ALBANY, N.Y.—Governor Cuomo signed into law legislation (S.270) co-sponsored by State Senator David J. Valesky (D-Oneida) that requires facilities to perform pulse oximetry screenings on newborns. This test can help doctors and nurses detect critical congenital heart defects (CCHD), often before the appearance of symptoms.
In Syracuse, a pulse oximetry test saved the life of newborn Jacob Thomas.He was born April 10, 2012 and appeared to be a healthy baby. Two days later, his skin turned bluish. A nurse performed a pulse oximetry test on Jacob and learned that his blood-oxygen level was dangerously low. He was diagnosed with a congenital heart defect, which is a common birth defect. The pulse oximetry test quickly identified the problem, and Jacob received the treatment he needed to survive.
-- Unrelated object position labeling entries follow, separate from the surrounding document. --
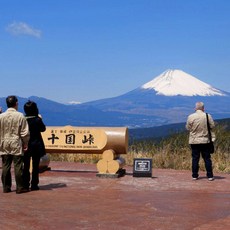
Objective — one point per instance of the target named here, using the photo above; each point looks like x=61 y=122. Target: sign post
x=142 y=167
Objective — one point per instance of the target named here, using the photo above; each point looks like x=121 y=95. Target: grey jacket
x=197 y=126
x=14 y=131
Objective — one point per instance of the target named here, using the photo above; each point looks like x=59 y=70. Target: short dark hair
x=11 y=101
x=31 y=108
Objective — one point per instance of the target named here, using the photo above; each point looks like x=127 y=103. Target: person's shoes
x=6 y=190
x=34 y=188
x=22 y=190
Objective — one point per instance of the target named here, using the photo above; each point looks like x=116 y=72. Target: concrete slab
x=71 y=196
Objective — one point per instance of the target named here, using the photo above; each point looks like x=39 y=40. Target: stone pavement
x=71 y=196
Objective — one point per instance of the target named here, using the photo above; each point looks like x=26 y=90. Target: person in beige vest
x=14 y=138
x=199 y=139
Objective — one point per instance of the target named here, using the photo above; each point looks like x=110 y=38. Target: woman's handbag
x=211 y=147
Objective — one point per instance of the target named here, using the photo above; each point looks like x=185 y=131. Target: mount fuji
x=167 y=99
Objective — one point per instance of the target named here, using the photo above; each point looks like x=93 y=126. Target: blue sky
x=84 y=50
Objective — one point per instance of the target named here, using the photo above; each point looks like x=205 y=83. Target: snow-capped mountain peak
x=177 y=82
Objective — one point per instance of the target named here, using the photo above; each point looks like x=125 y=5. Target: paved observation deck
x=71 y=196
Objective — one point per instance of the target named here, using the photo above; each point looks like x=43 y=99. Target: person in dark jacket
x=36 y=147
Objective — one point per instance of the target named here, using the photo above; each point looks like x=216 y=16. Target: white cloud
x=74 y=102
x=18 y=28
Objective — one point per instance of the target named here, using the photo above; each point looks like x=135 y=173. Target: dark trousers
x=197 y=150
x=6 y=171
x=34 y=180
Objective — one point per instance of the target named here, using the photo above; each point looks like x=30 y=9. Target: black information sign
x=142 y=167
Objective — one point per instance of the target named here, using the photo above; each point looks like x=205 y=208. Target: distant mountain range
x=167 y=99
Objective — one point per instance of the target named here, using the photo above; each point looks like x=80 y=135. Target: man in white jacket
x=199 y=139
x=14 y=138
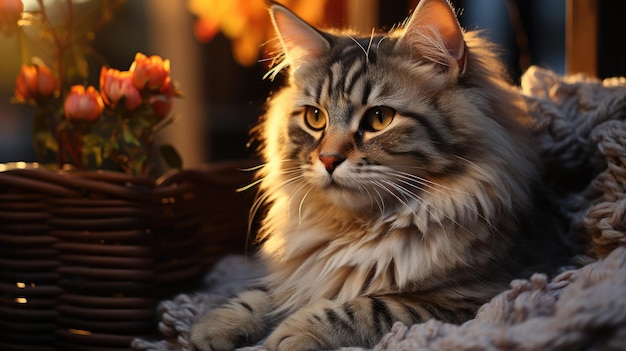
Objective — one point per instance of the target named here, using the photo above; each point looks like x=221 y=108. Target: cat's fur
x=367 y=227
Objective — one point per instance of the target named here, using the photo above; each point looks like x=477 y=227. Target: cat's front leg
x=326 y=325
x=241 y=321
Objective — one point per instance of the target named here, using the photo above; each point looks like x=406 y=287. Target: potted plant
x=90 y=237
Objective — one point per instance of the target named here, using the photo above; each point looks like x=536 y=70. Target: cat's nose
x=331 y=161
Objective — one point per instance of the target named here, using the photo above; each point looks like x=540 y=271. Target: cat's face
x=364 y=129
x=378 y=122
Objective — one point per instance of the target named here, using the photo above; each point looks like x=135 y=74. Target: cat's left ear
x=300 y=41
x=435 y=20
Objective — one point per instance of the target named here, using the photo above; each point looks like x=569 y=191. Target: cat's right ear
x=300 y=42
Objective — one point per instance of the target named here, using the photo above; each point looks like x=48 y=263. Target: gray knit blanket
x=581 y=133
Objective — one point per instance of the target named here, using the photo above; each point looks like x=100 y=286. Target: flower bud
x=152 y=71
x=83 y=104
x=116 y=85
x=10 y=13
x=33 y=82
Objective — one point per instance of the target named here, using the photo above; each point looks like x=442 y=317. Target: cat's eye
x=378 y=118
x=314 y=118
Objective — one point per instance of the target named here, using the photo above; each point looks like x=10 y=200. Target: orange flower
x=116 y=85
x=152 y=71
x=83 y=104
x=34 y=81
x=10 y=13
x=162 y=102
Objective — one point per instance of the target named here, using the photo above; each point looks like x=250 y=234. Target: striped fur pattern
x=396 y=174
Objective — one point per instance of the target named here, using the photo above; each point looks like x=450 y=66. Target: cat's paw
x=239 y=322
x=303 y=330
x=214 y=331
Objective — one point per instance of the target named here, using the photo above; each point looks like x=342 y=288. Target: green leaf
x=171 y=156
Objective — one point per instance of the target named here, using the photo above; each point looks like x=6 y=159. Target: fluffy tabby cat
x=397 y=174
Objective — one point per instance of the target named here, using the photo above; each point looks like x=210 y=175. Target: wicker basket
x=86 y=256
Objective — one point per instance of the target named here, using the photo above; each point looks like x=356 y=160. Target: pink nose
x=331 y=161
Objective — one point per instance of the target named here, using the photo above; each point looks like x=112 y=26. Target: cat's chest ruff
x=344 y=259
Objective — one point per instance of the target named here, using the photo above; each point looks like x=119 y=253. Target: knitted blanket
x=581 y=133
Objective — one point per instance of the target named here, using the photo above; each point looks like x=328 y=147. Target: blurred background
x=215 y=45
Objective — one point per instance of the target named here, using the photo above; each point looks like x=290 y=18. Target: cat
x=398 y=175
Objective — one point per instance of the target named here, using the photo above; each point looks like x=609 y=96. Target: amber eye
x=378 y=118
x=314 y=118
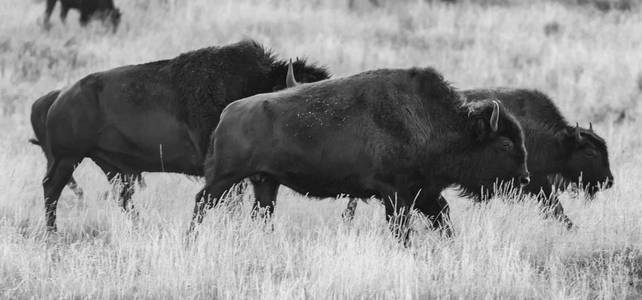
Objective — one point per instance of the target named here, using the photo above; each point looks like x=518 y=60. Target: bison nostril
x=524 y=180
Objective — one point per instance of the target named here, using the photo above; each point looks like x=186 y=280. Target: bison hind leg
x=209 y=197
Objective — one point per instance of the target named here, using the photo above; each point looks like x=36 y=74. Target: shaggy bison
x=399 y=135
x=100 y=9
x=154 y=117
x=554 y=147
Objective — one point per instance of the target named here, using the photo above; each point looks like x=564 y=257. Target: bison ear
x=494 y=117
x=290 y=81
x=577 y=135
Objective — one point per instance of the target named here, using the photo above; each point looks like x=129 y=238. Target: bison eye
x=507 y=145
x=591 y=153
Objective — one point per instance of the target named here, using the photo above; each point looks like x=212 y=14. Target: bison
x=554 y=147
x=105 y=10
x=153 y=117
x=399 y=135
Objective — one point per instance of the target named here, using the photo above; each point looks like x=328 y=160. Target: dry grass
x=589 y=61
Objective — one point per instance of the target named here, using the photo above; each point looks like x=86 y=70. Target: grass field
x=590 y=62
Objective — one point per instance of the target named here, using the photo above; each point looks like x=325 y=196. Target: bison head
x=588 y=161
x=286 y=74
x=497 y=151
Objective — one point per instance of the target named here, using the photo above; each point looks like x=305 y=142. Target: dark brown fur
x=154 y=117
x=393 y=134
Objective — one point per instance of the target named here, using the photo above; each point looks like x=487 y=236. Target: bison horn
x=290 y=81
x=578 y=136
x=494 y=118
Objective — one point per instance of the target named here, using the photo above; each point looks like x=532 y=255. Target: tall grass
x=590 y=62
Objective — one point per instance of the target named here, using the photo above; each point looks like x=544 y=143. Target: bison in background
x=153 y=117
x=399 y=135
x=104 y=10
x=577 y=155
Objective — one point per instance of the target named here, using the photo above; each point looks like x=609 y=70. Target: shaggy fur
x=88 y=9
x=394 y=134
x=154 y=117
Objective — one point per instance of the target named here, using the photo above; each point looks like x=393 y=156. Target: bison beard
x=122 y=118
x=398 y=135
x=102 y=9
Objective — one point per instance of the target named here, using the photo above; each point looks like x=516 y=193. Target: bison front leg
x=48 y=11
x=265 y=191
x=57 y=176
x=436 y=209
x=208 y=198
x=398 y=217
x=348 y=213
x=543 y=189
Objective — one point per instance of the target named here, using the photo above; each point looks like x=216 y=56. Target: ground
x=589 y=61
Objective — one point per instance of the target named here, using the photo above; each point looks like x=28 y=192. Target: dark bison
x=154 y=117
x=554 y=147
x=398 y=135
x=105 y=10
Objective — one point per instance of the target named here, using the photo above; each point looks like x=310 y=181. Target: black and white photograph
x=321 y=149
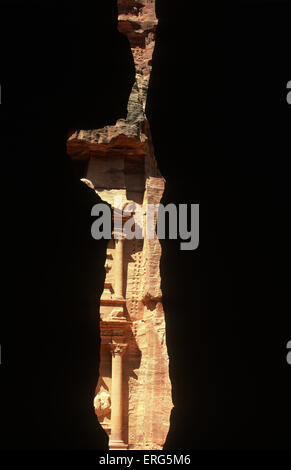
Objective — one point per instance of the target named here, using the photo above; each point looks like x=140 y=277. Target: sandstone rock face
x=133 y=395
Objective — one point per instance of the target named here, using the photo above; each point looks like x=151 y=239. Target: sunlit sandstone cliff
x=133 y=395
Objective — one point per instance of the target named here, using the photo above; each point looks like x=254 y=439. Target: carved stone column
x=116 y=441
x=118 y=287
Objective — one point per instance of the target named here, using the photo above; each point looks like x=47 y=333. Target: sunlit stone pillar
x=116 y=441
x=118 y=278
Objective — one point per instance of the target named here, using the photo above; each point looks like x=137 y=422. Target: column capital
x=117 y=349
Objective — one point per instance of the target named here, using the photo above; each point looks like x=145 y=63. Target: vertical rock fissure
x=122 y=169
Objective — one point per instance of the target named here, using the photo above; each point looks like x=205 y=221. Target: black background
x=221 y=128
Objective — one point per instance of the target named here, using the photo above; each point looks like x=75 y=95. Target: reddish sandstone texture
x=119 y=161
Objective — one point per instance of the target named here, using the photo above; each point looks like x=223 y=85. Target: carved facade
x=133 y=395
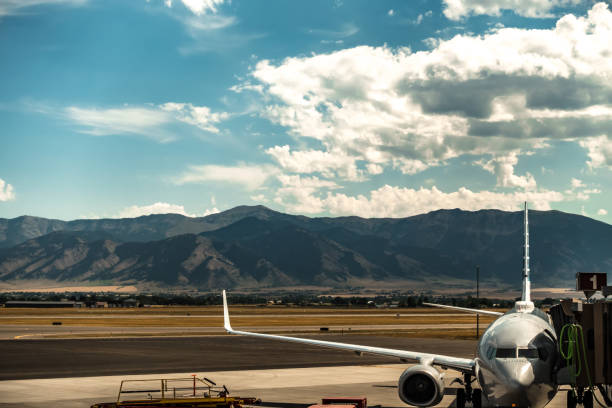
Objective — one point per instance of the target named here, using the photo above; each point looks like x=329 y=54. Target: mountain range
x=255 y=247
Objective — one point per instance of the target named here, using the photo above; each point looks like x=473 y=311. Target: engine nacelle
x=421 y=385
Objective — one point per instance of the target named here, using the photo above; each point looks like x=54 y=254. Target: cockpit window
x=505 y=353
x=529 y=353
x=543 y=353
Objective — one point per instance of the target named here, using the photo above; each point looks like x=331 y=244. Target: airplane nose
x=519 y=373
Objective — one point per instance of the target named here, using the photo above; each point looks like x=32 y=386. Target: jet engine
x=421 y=385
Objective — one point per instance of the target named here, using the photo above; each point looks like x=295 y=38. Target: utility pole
x=477 y=299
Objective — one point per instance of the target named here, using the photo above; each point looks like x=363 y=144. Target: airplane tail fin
x=525 y=304
x=226 y=323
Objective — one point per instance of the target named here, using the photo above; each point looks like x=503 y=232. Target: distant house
x=39 y=303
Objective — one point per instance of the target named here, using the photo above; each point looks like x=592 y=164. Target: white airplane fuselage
x=515 y=360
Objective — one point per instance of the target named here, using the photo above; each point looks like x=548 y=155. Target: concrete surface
x=19 y=331
x=23 y=359
x=276 y=387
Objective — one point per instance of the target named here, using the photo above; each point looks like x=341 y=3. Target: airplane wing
x=461 y=364
x=465 y=309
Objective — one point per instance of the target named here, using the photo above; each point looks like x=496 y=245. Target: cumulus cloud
x=329 y=163
x=250 y=177
x=599 y=151
x=199 y=7
x=148 y=121
x=456 y=9
x=511 y=90
x=6 y=191
x=160 y=208
x=389 y=201
x=503 y=168
x=297 y=194
x=13 y=7
x=200 y=116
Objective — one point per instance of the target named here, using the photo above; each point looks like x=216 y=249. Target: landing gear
x=477 y=398
x=587 y=399
x=468 y=394
x=460 y=398
x=579 y=396
x=571 y=399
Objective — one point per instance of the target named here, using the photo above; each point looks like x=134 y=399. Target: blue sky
x=369 y=108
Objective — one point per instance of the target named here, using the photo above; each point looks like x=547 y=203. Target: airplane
x=514 y=365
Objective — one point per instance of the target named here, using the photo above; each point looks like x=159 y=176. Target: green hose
x=572 y=354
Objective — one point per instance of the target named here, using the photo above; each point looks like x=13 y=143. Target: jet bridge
x=584 y=332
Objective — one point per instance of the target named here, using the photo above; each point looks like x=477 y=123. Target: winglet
x=226 y=322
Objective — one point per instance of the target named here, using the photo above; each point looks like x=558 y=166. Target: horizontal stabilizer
x=465 y=309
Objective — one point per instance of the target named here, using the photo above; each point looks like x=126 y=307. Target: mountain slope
x=258 y=247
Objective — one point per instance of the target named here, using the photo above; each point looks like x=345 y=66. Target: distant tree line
x=277 y=299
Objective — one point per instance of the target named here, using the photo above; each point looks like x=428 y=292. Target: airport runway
x=77 y=373
x=27 y=359
x=19 y=331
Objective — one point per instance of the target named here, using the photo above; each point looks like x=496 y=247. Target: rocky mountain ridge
x=255 y=247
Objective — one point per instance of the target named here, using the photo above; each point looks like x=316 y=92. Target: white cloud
x=506 y=91
x=160 y=208
x=199 y=116
x=297 y=194
x=118 y=121
x=456 y=9
x=14 y=7
x=576 y=183
x=503 y=168
x=6 y=191
x=250 y=177
x=149 y=121
x=328 y=163
x=599 y=151
x=199 y=7
x=260 y=198
x=389 y=201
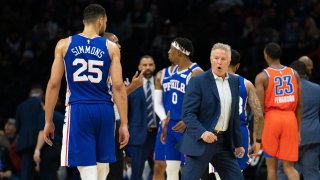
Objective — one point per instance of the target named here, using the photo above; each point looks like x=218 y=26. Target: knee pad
x=103 y=170
x=88 y=172
x=172 y=170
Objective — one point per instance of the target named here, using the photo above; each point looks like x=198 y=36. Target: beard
x=148 y=74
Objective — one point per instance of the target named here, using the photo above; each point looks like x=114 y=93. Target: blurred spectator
x=309 y=65
x=47 y=158
x=27 y=116
x=6 y=167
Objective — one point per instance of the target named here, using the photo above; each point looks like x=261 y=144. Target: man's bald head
x=308 y=62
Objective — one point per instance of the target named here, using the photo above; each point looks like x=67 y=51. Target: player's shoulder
x=160 y=72
x=262 y=76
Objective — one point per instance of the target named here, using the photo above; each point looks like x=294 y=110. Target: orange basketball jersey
x=282 y=91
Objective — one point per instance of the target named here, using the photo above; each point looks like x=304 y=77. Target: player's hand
x=209 y=137
x=256 y=147
x=164 y=124
x=36 y=156
x=123 y=135
x=179 y=127
x=137 y=79
x=48 y=132
x=239 y=152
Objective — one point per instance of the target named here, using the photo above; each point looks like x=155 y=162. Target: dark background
x=30 y=29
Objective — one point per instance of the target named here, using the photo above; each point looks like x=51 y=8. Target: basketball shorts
x=172 y=139
x=88 y=135
x=159 y=150
x=280 y=137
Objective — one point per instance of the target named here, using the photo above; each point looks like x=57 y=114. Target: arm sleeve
x=158 y=104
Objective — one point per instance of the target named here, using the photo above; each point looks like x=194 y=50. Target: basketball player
x=116 y=168
x=88 y=132
x=173 y=90
x=159 y=152
x=280 y=96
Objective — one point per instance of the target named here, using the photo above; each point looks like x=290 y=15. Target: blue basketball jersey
x=174 y=90
x=243 y=97
x=166 y=75
x=87 y=64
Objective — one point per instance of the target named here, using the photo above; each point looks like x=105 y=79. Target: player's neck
x=90 y=32
x=275 y=64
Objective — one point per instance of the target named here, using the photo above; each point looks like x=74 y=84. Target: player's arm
x=298 y=111
x=136 y=82
x=255 y=106
x=196 y=71
x=261 y=83
x=119 y=93
x=53 y=88
x=158 y=104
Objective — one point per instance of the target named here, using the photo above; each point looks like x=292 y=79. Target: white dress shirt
x=225 y=102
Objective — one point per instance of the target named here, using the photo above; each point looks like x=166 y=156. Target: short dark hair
x=93 y=12
x=273 y=50
x=108 y=35
x=300 y=67
x=235 y=57
x=185 y=44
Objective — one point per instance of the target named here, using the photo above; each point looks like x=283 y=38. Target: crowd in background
x=29 y=30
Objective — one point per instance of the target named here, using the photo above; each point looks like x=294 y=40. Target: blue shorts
x=159 y=150
x=267 y=155
x=245 y=160
x=171 y=141
x=88 y=135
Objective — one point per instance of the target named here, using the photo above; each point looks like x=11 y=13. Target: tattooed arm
x=255 y=106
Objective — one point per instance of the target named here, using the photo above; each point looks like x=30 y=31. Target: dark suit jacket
x=201 y=111
x=137 y=117
x=310 y=124
x=27 y=120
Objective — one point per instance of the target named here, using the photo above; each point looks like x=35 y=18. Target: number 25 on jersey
x=94 y=73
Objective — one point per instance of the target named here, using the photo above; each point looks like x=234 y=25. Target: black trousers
x=50 y=161
x=116 y=168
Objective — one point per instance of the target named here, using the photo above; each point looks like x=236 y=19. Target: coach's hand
x=179 y=127
x=256 y=147
x=239 y=152
x=123 y=135
x=48 y=132
x=209 y=137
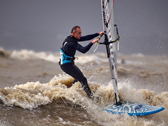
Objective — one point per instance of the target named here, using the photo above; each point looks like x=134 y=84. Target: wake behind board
x=133 y=109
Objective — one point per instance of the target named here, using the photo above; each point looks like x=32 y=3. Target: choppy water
x=35 y=92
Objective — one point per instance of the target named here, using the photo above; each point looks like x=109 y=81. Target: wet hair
x=74 y=28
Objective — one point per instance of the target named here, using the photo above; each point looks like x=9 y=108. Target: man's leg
x=75 y=72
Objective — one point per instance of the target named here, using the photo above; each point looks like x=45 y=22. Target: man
x=67 y=56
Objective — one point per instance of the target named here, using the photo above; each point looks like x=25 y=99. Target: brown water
x=35 y=92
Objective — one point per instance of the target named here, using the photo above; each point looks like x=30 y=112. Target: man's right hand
x=95 y=40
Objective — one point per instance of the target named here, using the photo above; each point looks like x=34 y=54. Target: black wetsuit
x=69 y=47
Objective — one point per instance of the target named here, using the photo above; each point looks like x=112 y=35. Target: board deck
x=133 y=109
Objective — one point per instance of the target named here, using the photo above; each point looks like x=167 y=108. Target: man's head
x=76 y=32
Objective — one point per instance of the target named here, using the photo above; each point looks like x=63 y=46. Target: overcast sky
x=42 y=25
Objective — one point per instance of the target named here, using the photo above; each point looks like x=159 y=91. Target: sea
x=34 y=91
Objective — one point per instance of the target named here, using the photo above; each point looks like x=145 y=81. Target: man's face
x=78 y=33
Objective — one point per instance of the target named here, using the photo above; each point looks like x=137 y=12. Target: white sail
x=110 y=36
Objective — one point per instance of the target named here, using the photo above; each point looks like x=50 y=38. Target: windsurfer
x=67 y=56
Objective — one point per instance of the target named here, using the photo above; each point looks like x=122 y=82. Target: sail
x=111 y=35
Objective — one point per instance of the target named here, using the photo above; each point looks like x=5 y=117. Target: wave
x=31 y=95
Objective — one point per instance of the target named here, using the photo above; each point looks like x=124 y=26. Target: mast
x=111 y=35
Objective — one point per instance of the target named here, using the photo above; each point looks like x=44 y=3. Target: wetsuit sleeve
x=88 y=37
x=83 y=49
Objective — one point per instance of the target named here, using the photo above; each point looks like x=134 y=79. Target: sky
x=42 y=25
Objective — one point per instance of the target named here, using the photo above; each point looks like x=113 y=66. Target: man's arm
x=91 y=36
x=88 y=37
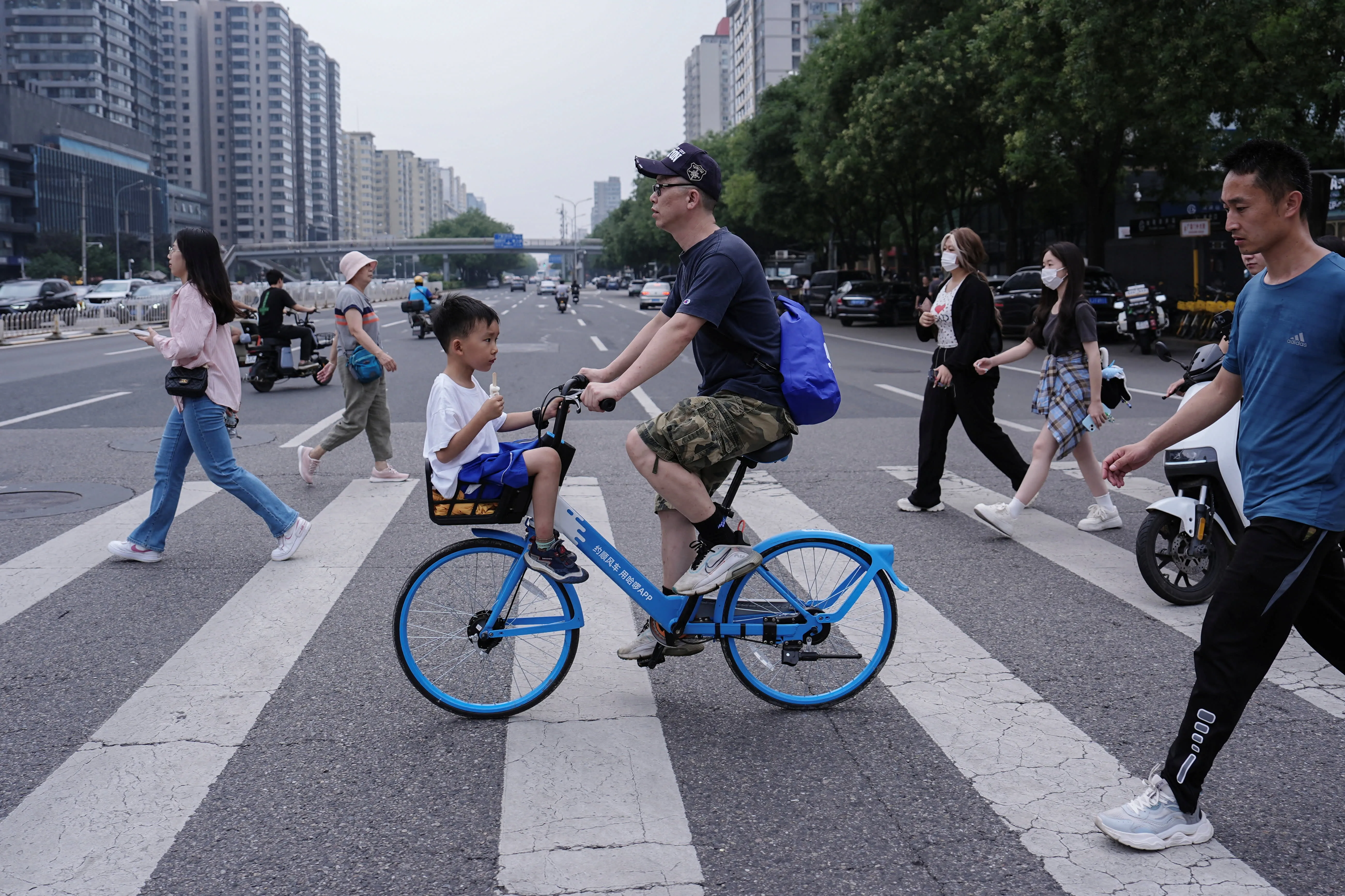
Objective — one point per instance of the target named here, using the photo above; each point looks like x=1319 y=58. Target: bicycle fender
x=502 y=537
x=1181 y=508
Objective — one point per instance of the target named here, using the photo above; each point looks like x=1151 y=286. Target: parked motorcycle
x=1187 y=542
x=275 y=359
x=1141 y=316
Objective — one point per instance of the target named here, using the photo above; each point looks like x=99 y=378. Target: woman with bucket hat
x=362 y=365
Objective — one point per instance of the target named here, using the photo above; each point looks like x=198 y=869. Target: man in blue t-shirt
x=723 y=307
x=1286 y=365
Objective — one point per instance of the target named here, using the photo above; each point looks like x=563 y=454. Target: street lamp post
x=116 y=218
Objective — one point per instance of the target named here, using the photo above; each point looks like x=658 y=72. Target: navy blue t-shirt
x=1289 y=347
x=722 y=280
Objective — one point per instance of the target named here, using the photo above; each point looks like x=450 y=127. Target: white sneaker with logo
x=1099 y=519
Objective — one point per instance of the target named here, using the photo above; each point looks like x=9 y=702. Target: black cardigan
x=973 y=324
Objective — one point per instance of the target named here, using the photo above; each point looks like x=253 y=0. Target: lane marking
x=64 y=407
x=1043 y=776
x=921 y=398
x=100 y=824
x=314 y=430
x=37 y=574
x=591 y=801
x=1298 y=668
x=646 y=402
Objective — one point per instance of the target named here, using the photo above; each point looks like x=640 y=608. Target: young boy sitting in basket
x=461 y=425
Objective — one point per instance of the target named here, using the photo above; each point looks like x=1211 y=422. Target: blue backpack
x=806 y=377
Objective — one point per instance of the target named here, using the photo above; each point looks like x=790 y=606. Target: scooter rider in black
x=271 y=310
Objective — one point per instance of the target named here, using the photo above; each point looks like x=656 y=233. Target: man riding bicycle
x=723 y=307
x=271 y=310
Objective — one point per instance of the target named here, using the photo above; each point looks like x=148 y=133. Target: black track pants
x=970 y=398
x=1284 y=576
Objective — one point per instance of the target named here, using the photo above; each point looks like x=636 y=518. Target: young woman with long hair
x=198 y=321
x=962 y=320
x=1069 y=394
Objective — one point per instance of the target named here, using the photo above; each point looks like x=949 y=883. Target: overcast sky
x=524 y=99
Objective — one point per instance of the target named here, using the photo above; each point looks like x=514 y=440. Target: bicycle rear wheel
x=821 y=574
x=452 y=663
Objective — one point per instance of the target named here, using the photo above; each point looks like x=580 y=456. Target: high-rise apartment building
x=769 y=41
x=707 y=99
x=607 y=197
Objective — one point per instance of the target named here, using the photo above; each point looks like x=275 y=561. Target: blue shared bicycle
x=483 y=636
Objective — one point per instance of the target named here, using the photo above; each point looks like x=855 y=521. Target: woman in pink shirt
x=198 y=320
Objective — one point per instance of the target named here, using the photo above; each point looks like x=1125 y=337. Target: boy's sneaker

“I am overcome with joy that Governor Cuomo has recognized the significance of the pulse oximetry bill and signed it into law. My son Jacob's life was saved because this screening was performed on him during his hospital stay. He could have been discharged from the hospital and become one of many babies who have passed away in their sleep. Too many babies have lost their lives because this simple test was not mandatory in the past,” Kelsey Thomas, Jacob’s mother, said. “It gives me so much pride knowing that something our family has worked so hard for will now save so many babies’ lives. Knowing that they will have the chance to live full healthy, happy lives makes it all worthwhile. We would like to thank Senator Valesky for all the support he has given us throughout our time advocating for this bill to be passed.”
“Today, Jacob is a happy and healthy little boy thanks to a simple test that detected a serious threat to his life,” Sen. Valesky said. “I was pleased to support legislation that will insure every newborn receives the same potentially life-saving test.”
Pulse oximetry screenings are non-invasive, painless, and take approximately one minute to perform. According to the United States Secretary of Health and Human Services' Advisory Committee on Heritable Disorders in Newborns and Children, congenital heart disease affects approximately seven to nine of every 1,000 live births in the United States. In addition, the federal Centers for Disease Control and Prevention states that congenital heart defects are the leading cause of infant death due to birth defects, and that about 4,800 babies born every year have CCHDs.